Akumulasi Kredit Meningkat Tajam
Meski kehadiran P2P Lending di Indonesia terbilang masih sangat baru, kemajuan yang terjadi ternyata sangatlah pesat. Sepanjang tahun 2018 kemarin, data Otoritas Jasa Keuangan alias OJK menunjukkan bahwa akumulasi kredit P2P Lending per triwulan III menembus angka 13,8 triliun rupiah. Dibandingkan awal tahun, kenaikan yang terjadi berarti sebanyak 450%. Adapun rasio pinjaman macet yang terjadi masih cukup terjaga, yakni berada di angka 1,2% saja.
OJK Turut Menjamin
Mengingat P2P Lending sangat rawan, tidak semua fintech yang menyediakan layanan ini juga pasti telah aman. Paling tidak, hingga kini OJK menetapkan sekitar 78 perusahaan fintech untuk sektor P2P Lending yang terdaftar secara resmi. Penilaian yang dilakukan oleh OJK untuk mengeluarkan izin ini pun sangatlah ketat.

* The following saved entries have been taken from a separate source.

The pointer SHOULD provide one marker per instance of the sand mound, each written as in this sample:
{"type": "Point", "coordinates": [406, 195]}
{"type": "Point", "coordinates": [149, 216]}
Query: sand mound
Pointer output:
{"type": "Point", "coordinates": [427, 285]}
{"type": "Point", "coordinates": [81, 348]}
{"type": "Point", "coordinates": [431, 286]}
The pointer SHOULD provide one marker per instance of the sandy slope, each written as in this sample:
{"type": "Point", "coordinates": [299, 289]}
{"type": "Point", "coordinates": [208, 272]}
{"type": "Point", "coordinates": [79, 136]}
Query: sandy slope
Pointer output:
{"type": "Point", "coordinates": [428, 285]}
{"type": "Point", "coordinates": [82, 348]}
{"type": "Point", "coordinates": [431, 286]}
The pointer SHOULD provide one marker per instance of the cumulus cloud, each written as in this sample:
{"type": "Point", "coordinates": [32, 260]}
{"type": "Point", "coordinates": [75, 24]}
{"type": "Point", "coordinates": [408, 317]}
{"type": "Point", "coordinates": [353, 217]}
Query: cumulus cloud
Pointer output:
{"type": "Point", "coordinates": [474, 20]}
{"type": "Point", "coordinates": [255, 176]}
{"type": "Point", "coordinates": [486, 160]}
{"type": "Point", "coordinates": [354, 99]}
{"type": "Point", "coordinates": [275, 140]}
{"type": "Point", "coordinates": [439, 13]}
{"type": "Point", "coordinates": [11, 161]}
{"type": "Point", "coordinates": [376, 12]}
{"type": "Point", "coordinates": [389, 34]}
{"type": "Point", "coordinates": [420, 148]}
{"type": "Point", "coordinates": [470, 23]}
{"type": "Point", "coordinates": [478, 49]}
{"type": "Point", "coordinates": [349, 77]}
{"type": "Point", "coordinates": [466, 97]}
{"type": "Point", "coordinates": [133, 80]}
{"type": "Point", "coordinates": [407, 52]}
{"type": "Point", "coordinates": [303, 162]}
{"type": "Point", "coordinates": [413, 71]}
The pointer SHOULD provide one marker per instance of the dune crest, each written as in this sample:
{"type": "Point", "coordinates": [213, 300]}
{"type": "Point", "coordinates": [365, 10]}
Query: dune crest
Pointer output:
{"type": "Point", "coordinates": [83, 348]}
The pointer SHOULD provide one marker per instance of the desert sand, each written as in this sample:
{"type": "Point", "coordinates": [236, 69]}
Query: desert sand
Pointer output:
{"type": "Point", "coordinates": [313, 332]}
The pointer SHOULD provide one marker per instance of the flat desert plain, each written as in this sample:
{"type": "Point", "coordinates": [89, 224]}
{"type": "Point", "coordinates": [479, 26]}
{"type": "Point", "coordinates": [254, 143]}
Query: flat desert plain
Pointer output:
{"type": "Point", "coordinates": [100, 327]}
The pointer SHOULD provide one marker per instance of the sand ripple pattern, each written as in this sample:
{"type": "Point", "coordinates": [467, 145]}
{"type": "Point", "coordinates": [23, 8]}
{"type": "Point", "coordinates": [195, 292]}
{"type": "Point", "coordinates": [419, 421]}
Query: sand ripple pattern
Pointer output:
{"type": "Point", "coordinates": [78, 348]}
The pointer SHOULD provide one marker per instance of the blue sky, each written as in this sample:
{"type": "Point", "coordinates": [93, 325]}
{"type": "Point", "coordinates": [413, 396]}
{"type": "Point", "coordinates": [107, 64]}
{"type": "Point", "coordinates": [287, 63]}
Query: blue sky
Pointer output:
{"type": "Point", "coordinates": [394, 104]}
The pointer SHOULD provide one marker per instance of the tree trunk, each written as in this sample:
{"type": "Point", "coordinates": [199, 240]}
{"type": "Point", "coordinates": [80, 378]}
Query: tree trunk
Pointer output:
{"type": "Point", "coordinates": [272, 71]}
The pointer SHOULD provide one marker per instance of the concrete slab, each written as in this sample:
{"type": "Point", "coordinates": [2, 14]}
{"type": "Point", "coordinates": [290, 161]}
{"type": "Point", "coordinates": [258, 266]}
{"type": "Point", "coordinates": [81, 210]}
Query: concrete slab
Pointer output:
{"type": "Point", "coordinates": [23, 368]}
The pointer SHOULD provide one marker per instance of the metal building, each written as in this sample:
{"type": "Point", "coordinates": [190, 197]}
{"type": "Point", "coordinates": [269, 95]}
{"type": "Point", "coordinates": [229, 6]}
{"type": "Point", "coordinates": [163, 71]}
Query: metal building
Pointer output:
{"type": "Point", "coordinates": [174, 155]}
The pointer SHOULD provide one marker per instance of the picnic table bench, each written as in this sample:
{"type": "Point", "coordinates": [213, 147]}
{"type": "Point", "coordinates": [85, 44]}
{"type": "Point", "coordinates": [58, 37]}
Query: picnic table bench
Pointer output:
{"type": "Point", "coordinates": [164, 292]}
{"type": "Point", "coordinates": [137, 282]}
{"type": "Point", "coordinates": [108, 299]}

OJK juga membuat aturan mengenai pinjaman orang berbasis teknologi ini. Salah satunya, berdasarkan Peraturan OJK Nomor 77/POJK.01/2016 tentang Layanan Pinjam Meminjam Uang Berbasis Teknologi Informasi, jumlah pinjaman P2P dibatasi dengan nilai maksimum sebesar 2 miliar rupiah.
P2P Lending Sebagai Saingan Perbankan?
Salah satu hal yang mendorong tingginya pertumbuhan P2P Lending di Indonesia adalah kemudahan pinjaman yang diberikan dibandingkan pengajuan kepada perbankan. Proses bisnis yang terjadi pun relatif lebih ringkas, cepat, dan transparan. Di sisi lain, P2P Lending yang bersifat online dapat diakses oleh siapa saja tanpa terhalang waktu dan kondisi geografis sehingga lebih praktis.
Pertanyaan yang kemudian muncul adalah: apakah P2P Lending akan menjadi saingan perbankan? Rasa-rasanya tidaklah demikian. Pasalnya, P2P hanya berlaku peran sebagai penyelenggara platform, sementara perbankan sebagai lembaga intermediasi berfungsi untuk menghimpun dana untuk kemudian disalurkan dalam bentuk pinjaman.
P2P dan Perbankan Bersinergi
Sesungguhnya, P2P Lending dan perbankan dapat melakukan sinergi sehingga menghasilkan simbiosis mutualisme. UMKM dapat meminjam dana melalui P2P Lending untuk merintis dan mengembangkan usahanya. Kelak, saat bisnis yang dijalankan semakin besar, maka UMKM ini dapat lebih mudah untuk mendapatkan akses kredit ke bank.
Di sisi lain, P2P juga dapat bertindak sebagai agen perbankan dalam menyalurkan kredit bagi UMKM. Bank pun dapat mereferensikan debitur yang ditolak kepada pihak P2P Lending.
Perkembangan P2P Lending di Indonesia secara umum telah cukup baik dan memiliki prospek yang lebih cerah di masa mendatang meski selama 2018 kemarin juga cukup banyak laporan mengenai P2P Lending yang diterima. Melalui sinergi yang pas antara OJK, P2P Lending, perbankan, dan masyarakat, perekonomian di Indonesia dapat turut berkembang melalui fasilitas berbasis teknologi ini.